I got this grill last year. I like it. It's the infared type. No flare up, no burned meats....
Next one may be the big green egg. I miss cooking on charcoal and wood....

Reactions: Like 1


----------



## Sprung (Jul 4, 2020)

ripjack13 said:


> I got this grill last year. I like it. It's the infared type. No flare up, no burned meats....
> Next one may be the big green egg. I miss cooking on charcoal and wood....



Part of me wants a big green egg, but what I really want is a pellet grill. Haven't had the chance to try an infrared grill.

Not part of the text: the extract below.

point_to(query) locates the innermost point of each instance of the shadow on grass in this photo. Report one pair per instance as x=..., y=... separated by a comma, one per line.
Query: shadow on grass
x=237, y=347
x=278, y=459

Reactions: Like 2 | +Karma 1


----------



## ripjack13 (Jul 4, 2020)

Pellet grill? I'll have to google that....


----------



## Tom Smart (Jul 4, 2020)

ripjack13 said:


> big green egg.


Two words, Kamado Joe.

Reactions: Like 2


----------



## Tom Smart (Jul 4, 2020)

OK, a few more, on sale at Costco.

Reactions: Like 2


----------



## T. Ben (Jul 5, 2020)

You can’t beat an old style kettle grill and charcoal.

Reactions: Agree 2


----------



## ripjack13 (Jul 5, 2020)

T. Ben said:


> You can’t beat an old style kettle grill and charcoal.

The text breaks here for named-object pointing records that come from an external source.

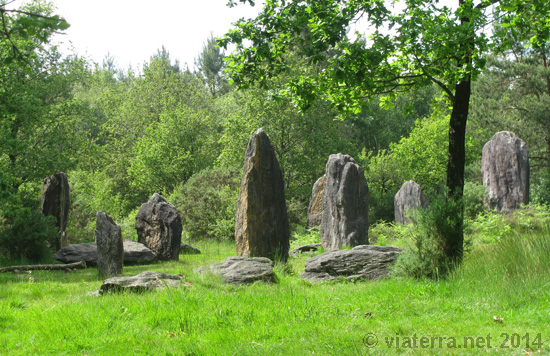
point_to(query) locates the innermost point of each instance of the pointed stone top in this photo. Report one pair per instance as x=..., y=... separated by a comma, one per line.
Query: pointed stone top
x=156, y=198
x=260, y=131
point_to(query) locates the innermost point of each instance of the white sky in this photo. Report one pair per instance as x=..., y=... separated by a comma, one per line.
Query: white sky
x=132, y=30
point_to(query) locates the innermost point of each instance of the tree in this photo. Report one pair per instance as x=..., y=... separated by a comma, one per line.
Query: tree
x=210, y=65
x=23, y=29
x=423, y=42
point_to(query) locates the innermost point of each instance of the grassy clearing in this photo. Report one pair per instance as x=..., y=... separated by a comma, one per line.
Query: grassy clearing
x=50, y=313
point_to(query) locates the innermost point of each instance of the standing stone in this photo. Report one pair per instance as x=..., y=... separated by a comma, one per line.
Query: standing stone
x=110, y=251
x=56, y=201
x=159, y=227
x=261, y=224
x=345, y=204
x=505, y=168
x=410, y=196
x=315, y=209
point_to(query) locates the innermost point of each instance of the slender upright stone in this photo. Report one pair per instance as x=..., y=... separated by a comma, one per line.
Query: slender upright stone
x=110, y=251
x=56, y=201
x=505, y=168
x=159, y=227
x=410, y=196
x=261, y=224
x=345, y=204
x=315, y=209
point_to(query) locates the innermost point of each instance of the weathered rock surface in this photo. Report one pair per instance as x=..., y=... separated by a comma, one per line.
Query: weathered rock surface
x=345, y=204
x=56, y=201
x=159, y=227
x=505, y=168
x=361, y=262
x=315, y=208
x=110, y=252
x=145, y=281
x=242, y=270
x=134, y=253
x=189, y=250
x=305, y=248
x=410, y=196
x=261, y=224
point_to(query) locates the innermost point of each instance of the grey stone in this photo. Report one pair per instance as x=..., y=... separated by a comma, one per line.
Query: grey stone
x=159, y=227
x=305, y=248
x=261, y=223
x=410, y=196
x=315, y=208
x=242, y=270
x=361, y=262
x=189, y=250
x=56, y=201
x=345, y=204
x=505, y=168
x=145, y=281
x=110, y=252
x=134, y=253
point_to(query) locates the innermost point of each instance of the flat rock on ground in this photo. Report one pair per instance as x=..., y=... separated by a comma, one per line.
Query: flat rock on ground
x=361, y=262
x=144, y=281
x=189, y=250
x=242, y=270
x=134, y=253
x=305, y=248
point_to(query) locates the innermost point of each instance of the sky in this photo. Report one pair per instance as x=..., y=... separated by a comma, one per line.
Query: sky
x=132, y=31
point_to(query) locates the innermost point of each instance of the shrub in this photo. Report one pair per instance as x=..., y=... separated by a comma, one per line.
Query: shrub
x=207, y=203
x=473, y=199
x=432, y=229
x=27, y=234
x=384, y=179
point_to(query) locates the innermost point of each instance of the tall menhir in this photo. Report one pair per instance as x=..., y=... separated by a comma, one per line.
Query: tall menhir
x=261, y=224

I'd even settle for a hibachi!

Reactions: Like 1


----------



## ripjack13 (Jul 5, 2020)

Anyone else cooking? Post it up ! 
I wanna some yum yums!


----------



## ripjack13 (Oct 2, 2020)

How bout this @Herb G. ?


----------



## Mike Hill (Jan 22, 2022)

Momma not home today and it’s dangerous to let Lil Mikey alone! Things just happen! So we get another version of Mikey’s Mashup! Sort of a use up all the stuff that’s bee in ref/freezer a long time. This time sliced up squid steaks, mussels, pinto beans, collard greens, whole pimentos, fried peppers, oven baked tomatoes, capers, concentrated beef broth and lots of Trader Joe’s umami sauce. Needed lots of flavor as I do not have my full taste!



I’m

Reactions: Like 3 | Way Cool 3


----------



## Eric Rorabaugh (Jan 22, 2022)

Lil Mikey's Mashup is right!!!


----------